Controverse[bewerken | brontekst bewerken]

Lange tijd werd de ontdekking van acetylsalicylzuur algemeen toegeschreven aan Felix Hoffmann, een medewerker van Bayer, die na zijn diensturen een pijnstillend middel gezocht zou hebben voor zijn zwaar reumatische vader. Door systematisch te werk te gaan zou hij hebben gezocht naar een nieuwe verbinding om het middel beter verteerbaar te maken. In 1897 zou hij de oplossing van het probleem hebben herontdekt in de acetylering van het salicylzuur. Op 10 augustus 1897 zou hij in zijn laboratoriumdagboek hebben beschreven hoe hij het acetylsalicylzuur in chemisch zuivere en bewaarbare vorm had samengesteld. In samenwerking met de arts Heinrich Dreser zou hij de nieuwe stof uitgebreid hebben getest op dieren. In 1899 kwam het middel in poedervorm op de markt. Een jaar later waren er de gedoseerde tabletten.
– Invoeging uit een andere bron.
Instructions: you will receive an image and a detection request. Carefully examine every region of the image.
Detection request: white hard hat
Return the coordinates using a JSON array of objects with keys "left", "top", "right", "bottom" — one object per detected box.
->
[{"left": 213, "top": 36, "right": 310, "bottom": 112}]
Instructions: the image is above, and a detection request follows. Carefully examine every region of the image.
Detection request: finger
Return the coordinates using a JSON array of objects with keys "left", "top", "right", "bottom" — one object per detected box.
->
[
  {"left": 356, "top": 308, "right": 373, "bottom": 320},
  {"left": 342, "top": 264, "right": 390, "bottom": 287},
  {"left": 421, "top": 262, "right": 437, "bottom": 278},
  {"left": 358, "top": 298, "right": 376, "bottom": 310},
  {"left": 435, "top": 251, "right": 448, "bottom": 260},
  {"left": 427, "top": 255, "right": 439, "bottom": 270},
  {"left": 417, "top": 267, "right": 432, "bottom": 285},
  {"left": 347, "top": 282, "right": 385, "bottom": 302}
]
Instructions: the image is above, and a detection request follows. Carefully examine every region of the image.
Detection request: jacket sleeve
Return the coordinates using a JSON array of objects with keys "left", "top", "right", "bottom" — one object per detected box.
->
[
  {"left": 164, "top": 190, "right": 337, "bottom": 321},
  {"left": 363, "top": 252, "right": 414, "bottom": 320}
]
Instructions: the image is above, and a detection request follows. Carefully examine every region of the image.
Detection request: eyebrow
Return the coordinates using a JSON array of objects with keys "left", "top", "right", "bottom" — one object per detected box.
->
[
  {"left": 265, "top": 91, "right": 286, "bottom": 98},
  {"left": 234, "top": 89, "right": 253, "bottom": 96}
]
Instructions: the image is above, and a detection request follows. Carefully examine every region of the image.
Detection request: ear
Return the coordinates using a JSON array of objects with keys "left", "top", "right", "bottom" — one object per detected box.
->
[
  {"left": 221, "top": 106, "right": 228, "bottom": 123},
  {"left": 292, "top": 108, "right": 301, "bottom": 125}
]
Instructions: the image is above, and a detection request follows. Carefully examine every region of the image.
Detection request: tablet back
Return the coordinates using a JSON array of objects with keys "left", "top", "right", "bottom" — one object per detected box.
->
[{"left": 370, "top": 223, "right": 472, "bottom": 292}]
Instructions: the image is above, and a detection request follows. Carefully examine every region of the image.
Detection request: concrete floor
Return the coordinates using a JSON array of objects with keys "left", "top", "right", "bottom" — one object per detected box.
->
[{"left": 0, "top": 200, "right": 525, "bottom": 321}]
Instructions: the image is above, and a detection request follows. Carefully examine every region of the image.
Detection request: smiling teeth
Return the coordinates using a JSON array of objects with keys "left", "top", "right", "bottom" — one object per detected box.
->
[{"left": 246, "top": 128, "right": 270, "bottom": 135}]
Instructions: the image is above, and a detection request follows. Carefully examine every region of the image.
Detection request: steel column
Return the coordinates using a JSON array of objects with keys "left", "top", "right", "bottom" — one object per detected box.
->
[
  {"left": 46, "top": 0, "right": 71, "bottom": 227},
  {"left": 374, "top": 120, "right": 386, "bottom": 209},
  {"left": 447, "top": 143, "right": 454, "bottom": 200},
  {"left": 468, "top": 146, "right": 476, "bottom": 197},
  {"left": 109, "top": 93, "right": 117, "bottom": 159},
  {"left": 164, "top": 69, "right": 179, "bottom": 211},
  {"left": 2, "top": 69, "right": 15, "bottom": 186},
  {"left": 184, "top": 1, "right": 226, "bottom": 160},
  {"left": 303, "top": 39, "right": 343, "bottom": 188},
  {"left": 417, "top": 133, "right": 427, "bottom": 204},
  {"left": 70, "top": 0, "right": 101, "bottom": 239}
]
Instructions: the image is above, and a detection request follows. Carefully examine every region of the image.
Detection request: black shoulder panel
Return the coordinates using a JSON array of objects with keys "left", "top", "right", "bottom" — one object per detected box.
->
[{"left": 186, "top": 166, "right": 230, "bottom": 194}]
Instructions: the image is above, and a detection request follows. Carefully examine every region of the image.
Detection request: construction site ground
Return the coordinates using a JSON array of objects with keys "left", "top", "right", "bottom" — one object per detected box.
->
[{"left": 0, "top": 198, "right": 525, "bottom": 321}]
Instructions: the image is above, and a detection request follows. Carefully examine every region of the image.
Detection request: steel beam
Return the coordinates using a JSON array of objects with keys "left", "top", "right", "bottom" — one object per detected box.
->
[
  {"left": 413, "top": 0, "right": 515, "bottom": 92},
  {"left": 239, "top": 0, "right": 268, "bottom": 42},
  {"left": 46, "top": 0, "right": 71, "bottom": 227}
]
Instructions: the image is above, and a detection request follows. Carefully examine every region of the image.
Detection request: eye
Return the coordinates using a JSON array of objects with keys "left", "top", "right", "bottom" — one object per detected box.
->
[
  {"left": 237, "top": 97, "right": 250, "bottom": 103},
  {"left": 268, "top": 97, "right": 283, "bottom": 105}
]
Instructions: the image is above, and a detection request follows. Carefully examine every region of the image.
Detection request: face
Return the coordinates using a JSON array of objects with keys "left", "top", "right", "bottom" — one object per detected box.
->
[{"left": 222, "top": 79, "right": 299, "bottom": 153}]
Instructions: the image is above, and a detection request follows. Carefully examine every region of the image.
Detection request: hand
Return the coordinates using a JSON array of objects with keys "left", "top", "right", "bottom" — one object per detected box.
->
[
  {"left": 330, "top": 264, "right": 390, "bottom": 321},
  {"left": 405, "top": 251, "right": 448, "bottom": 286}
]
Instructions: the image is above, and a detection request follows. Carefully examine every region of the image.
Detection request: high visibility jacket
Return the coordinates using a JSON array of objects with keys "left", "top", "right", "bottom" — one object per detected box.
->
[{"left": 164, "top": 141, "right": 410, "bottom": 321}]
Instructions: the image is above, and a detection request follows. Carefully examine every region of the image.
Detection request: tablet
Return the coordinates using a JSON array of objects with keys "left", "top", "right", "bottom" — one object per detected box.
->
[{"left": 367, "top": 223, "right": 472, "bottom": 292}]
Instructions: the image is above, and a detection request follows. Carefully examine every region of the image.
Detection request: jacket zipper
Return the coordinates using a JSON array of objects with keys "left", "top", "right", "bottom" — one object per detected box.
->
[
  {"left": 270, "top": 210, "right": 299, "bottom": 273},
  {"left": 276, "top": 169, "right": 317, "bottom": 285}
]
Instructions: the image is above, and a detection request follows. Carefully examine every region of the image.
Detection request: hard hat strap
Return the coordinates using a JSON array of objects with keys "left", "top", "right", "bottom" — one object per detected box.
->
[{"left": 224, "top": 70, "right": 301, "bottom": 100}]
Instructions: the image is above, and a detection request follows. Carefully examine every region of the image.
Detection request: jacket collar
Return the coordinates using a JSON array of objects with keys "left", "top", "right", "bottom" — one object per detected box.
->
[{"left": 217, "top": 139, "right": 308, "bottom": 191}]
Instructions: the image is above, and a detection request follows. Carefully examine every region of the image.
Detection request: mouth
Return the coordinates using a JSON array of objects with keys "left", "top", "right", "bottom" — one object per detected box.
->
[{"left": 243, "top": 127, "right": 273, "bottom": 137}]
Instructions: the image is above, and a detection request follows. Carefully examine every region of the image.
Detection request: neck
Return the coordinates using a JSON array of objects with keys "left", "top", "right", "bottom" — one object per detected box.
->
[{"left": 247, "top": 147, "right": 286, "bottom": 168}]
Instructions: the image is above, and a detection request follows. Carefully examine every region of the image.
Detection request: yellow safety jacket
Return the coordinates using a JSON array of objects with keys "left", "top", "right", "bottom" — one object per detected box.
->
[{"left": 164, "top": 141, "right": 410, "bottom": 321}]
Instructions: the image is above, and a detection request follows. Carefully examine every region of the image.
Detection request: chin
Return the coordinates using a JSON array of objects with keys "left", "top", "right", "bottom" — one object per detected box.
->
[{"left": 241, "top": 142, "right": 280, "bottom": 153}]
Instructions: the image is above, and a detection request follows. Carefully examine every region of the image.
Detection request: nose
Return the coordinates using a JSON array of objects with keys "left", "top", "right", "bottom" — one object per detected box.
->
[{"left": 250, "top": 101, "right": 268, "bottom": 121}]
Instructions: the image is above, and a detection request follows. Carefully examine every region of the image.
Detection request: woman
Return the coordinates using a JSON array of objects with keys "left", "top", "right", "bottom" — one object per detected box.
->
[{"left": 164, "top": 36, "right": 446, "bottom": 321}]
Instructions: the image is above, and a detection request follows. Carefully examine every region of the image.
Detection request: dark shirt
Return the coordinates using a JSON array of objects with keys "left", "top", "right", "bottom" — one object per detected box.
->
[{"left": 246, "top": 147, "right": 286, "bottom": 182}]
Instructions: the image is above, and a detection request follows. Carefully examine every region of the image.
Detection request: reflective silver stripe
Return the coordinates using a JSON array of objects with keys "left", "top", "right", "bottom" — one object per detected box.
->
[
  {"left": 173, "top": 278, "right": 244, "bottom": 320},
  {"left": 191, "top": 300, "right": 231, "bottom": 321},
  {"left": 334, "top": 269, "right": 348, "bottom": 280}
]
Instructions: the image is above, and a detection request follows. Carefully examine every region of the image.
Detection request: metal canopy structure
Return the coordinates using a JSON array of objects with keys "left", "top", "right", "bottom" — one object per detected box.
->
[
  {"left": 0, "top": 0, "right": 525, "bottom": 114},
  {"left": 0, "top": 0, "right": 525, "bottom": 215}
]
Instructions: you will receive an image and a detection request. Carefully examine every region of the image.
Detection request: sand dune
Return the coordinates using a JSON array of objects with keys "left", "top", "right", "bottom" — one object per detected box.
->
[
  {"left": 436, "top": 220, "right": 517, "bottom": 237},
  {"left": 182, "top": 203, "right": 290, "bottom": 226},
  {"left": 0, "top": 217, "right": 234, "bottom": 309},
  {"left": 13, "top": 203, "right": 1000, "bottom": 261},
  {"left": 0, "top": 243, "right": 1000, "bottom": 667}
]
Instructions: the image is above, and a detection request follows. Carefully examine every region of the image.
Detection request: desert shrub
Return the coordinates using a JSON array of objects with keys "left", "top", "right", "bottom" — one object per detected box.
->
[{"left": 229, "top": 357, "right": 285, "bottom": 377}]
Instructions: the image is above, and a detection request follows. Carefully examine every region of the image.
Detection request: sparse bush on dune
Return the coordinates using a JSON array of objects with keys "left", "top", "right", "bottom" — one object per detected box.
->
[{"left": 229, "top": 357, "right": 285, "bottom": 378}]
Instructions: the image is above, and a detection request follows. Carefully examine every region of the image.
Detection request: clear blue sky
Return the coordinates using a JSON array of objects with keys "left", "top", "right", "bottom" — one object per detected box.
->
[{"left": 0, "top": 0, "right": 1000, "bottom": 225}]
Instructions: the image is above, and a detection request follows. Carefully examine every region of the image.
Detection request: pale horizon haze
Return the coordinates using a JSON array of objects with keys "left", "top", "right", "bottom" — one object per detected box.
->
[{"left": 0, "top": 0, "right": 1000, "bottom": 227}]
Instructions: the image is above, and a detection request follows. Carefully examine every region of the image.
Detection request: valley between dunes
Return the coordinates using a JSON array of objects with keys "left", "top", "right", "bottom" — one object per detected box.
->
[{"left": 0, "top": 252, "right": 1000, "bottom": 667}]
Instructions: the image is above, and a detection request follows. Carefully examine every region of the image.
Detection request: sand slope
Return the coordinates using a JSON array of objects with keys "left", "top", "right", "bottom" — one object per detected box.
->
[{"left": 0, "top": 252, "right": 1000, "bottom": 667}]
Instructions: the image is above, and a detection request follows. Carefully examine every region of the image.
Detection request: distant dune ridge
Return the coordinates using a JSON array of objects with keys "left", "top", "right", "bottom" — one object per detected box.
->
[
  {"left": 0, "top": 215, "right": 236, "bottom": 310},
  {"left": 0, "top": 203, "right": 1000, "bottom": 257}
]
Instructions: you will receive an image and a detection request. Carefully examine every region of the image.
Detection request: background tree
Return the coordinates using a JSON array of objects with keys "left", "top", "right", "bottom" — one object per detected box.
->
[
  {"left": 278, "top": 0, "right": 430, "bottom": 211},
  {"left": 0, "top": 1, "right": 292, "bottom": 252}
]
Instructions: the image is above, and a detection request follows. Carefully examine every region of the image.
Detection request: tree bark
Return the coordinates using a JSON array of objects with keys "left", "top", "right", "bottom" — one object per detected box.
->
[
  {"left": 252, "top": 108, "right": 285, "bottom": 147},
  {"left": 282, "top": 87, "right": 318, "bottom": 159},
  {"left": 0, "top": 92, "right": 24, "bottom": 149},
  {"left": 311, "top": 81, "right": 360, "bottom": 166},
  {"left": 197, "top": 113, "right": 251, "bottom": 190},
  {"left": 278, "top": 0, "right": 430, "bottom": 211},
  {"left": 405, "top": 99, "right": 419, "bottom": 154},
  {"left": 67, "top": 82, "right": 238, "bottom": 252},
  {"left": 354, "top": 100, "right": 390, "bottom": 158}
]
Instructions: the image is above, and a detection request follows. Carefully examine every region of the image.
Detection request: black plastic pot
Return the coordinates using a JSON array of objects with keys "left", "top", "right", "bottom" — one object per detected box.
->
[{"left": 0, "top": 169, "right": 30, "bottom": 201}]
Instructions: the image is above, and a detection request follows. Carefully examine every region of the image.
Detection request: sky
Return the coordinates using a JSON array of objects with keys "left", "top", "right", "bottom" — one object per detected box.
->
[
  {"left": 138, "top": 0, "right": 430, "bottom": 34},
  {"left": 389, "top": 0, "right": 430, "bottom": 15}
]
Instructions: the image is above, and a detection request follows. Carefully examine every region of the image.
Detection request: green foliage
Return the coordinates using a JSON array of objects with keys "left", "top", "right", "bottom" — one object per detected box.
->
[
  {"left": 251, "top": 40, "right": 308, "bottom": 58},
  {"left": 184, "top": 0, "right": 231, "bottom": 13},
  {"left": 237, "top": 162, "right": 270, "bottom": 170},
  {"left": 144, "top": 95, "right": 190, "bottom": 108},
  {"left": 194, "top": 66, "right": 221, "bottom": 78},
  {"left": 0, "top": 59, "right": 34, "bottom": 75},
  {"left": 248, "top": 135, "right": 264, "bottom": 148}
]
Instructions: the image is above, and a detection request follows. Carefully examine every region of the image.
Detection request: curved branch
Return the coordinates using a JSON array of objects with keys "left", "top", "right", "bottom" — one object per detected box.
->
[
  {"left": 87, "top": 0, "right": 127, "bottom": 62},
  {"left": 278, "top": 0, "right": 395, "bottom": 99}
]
Uit onderzoek van de labjournaals bij Bayer blijkt echter dat de werkelijke ontdekker van acetylsalicylzuur Arthur Eichengrün was, die onderzoek deed naar betere pijnstillers. Felix Hoffmann werkte als laboratorium-assistent onder diens leiding. Vanwege Eichengrüns joodse achtergrond werd hij door de nazi’s uit de annalen geschrapt en werd het verhaal van de reumatische vader bedacht. In 1949 publiceerde Eichengrün een artikel waarin hij de uitvinding van acetylsalicylzuur claimde. Deze claim werd bevestigd na onderzoek van Walter Sneader van de universiteit van Glasgow in 1999.[1] De vraag wie de werkelijke ontdekker van acetylsalicylzuur is, bleef echter controversieel. Bayer weersprak in een persbericht de bevindingen van Sneader.